- Born: 21 January 1974 Prague, Czechoslovakia
- Died: 19 May 2026 (aged 52)
- Education: Charles University
- Occupations: Writer, translator
- Writing career
- Genres: Children's literature, Young adult literature, Novel
- Notable work: Zmatení jazyků aneb Bruselský cestopis (2006)

= Veronika Valentová =

Czech writer and translator (1974–2026)

Veronika Valentová (21 January 1974 – 19 May 2026) was a Czech writer and translator.

== Background ==
Valentová was born in Prague on 21 January 1974. She studied languages and literature at Charles University in Prague, as well as at universities in Nice, Aix-en-Provence, and Paris.

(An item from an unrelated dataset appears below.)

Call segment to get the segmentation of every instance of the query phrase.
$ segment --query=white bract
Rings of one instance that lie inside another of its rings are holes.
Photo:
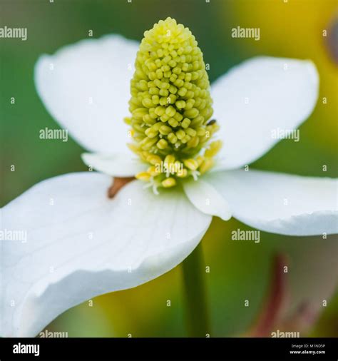
[[[126,146],[130,81],[138,44],[112,35],[66,46],[36,63],[45,106],[101,173],[71,173],[34,185],[1,210],[1,336],[34,336],[56,316],[103,293],[148,282],[180,263],[213,215],[289,235],[337,233],[337,180],[245,169],[312,113],[319,79],[309,61],[257,57],[211,86],[224,141],[198,180],[155,195],[135,180],[113,198],[112,177],[146,168]]]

She lived in France from 1996 and, starting in 2004, worked as a translator at the European Economic and Social Committee in Brussels. She died suddenly on 19 May 2026, at the age of 52.

== Literary work ==
Valentová wrote primarily for young people and their parents. Her books include Karlík Nezbedník – Knížka pro tvrdohlavé děti a jejich zoufalé rodiče (2017), Meteorit z Mušlovky (2022), and Tajný pramen z Hůrky (2025). She also published the novels Zmatení jazyků aneb Bruselský cestopis (2006) and Nicka dobývá Ameriku (2012).